From Revd Anthony Baxter
Sir, Fr Rolheiser in his article (26 May) likens the Church to the family and speaks of the casual nature, these days, of relationships within many families. But he says: "There is a difference between leaving a family and just not showing up regularly for its celebrations ...People today are treating their churches just like they treat their families. Isn't that as it should be? Theologically the Church is a family... You don't cease being a
"practising member" of the family because for a time you aren't home very much."
All this rings very true but surely we must here stress the far more important aspect of Sunday worship — our relationship with God, Father, Son and Holy Spirit. This is the family into which we were lifted at the moment of our baptism. How "casual" can we afford to be in spending time with this family?
And God commanded us "observe the Sabbath day and keep it holy." From its earliest days the Christian community has appreciated that there is no worthier way to honour this obligation than to take part in Christ's gift to us of the Eucharist.
The weekly hour spent with God, when in stillness we centre our lives in Him, when we listen to what He has to say to us, when the whole of our life is lifted up into the Calvary offering of the Incarnate God and we receive him who said "Whoever eats me will draw life from me" is absolutely crucial in maintaining and depending on our relationship with Him. And indeed without it experience teaches us how easy it is to drift away from God.
Here we are face to face with "the one thing necessary", or what is sometimes called today the "fundamental option". The Church has not imposed a grave obligation here but has made it clear that our Sunday worship is a very serious matter — a matter of spiritual life and death.

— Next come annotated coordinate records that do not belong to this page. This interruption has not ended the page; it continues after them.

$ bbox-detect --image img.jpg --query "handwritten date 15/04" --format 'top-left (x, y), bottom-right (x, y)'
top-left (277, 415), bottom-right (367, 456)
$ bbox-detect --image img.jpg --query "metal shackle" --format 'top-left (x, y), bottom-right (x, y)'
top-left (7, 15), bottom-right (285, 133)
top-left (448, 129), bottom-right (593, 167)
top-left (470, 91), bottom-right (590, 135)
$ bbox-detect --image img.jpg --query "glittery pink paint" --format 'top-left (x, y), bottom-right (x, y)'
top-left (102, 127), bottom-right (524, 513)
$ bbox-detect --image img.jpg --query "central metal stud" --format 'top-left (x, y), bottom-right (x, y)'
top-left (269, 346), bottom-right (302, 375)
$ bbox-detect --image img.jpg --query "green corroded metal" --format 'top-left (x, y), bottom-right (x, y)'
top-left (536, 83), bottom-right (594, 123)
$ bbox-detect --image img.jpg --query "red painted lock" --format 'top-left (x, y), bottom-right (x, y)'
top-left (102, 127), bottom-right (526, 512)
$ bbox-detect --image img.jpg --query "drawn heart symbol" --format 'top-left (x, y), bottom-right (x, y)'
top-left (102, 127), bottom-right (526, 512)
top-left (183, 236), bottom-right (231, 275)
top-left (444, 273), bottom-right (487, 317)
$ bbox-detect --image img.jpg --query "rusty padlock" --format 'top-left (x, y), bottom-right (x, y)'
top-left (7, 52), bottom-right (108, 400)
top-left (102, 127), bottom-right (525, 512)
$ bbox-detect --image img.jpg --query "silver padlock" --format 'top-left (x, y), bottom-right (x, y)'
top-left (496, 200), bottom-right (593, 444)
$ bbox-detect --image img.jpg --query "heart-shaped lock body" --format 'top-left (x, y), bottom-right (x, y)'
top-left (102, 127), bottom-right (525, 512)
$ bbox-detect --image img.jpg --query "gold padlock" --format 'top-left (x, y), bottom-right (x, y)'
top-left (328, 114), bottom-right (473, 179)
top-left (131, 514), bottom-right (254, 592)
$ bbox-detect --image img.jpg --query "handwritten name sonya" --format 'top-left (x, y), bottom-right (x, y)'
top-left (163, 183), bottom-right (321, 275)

We cannot turn our back on God with impunity: to be casual with God is to run the very real danger of losing our way and becoming one of life's casualties.
Have we perhaps stressed too much the "grave obligation" of coming to Mass on Sunday which may be seen as a matter of conformity. without making it clear why it is so imperative?
Is our failure that of not speaking enough about God's incredible love in creating each of us to share his world and, most of all, his own family life?
Do we speak enough and with conviction of how we come close to God in prayer, are made one with Jesus and with one another in the Eucharist and draw life from Him who said "Take and eat, take and drink", and who said "Without me you can do nothing."?
Yours faithfully, ANTHONY BAXTER Bexhill, East Sussex.